Machine Learning Performance Engineer
We are seeking a highly skilled Machine Learning Performance Engineer to join our team. This is an exciting opportunity for a talented individual to work on cutting-edge AI projects and push the boundaries of what is possible.
Key Responsibilities
* Design and implement high-performance machine learning models using Python, C++, or Rust.
* Optimize GPU performance engineering, including CUDA, PTX/SASS, Tensor Cores, memory hierarchy, and warp-level primitives.

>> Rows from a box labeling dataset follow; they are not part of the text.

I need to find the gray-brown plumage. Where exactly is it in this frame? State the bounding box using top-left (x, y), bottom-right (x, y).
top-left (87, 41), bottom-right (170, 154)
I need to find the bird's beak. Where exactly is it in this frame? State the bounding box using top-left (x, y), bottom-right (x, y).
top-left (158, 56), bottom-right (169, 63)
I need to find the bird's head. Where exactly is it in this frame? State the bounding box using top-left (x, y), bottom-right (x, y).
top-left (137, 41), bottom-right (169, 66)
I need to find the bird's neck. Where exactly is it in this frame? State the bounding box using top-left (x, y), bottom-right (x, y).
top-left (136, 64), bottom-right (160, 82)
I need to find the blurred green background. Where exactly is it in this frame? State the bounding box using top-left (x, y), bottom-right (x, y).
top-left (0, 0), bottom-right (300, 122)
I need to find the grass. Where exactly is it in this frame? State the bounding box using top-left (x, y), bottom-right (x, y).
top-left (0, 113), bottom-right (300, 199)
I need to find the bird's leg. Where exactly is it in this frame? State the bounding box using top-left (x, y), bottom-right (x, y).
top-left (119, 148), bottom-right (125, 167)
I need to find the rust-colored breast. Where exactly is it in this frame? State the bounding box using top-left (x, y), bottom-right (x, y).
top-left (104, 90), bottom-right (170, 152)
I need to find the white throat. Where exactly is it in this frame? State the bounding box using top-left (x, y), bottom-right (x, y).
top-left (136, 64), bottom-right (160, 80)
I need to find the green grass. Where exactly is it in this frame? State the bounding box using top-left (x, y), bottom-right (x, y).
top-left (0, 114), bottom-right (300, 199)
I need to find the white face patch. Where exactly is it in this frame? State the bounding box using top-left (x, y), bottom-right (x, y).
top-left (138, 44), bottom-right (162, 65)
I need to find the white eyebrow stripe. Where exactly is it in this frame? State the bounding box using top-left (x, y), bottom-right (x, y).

* Collaborate with research and infrastructure teams to develop efficient training methods and deployment strategies.
Requirements
Technical Experience
* Strong background in computer science and software engineering.
* Familiarity with ML frameworks like PyTorch and their internals.
* Proficiency in profiling and debugging tools like NSight, CUDA GDB, nvprof, and NSight Compute.
* Experience with distributed systems and HPC, including Infiniband, NVLink, RoCE, GPUDirect, NCCL, and MPI.
Your Mindset
* A hacker's curiosity: you love breaking things down and figuring out how to make them faster.
* Product intuition: performance isn't abstract to you, it's about real-world impact.
* Collaborative spirit: you're excited to work across research, infra, and open-source teams.
About Us
We value diversity and inclusivity in the workplace. We welcome applicants from all backgrounds and encourage transparency and high-integrity work.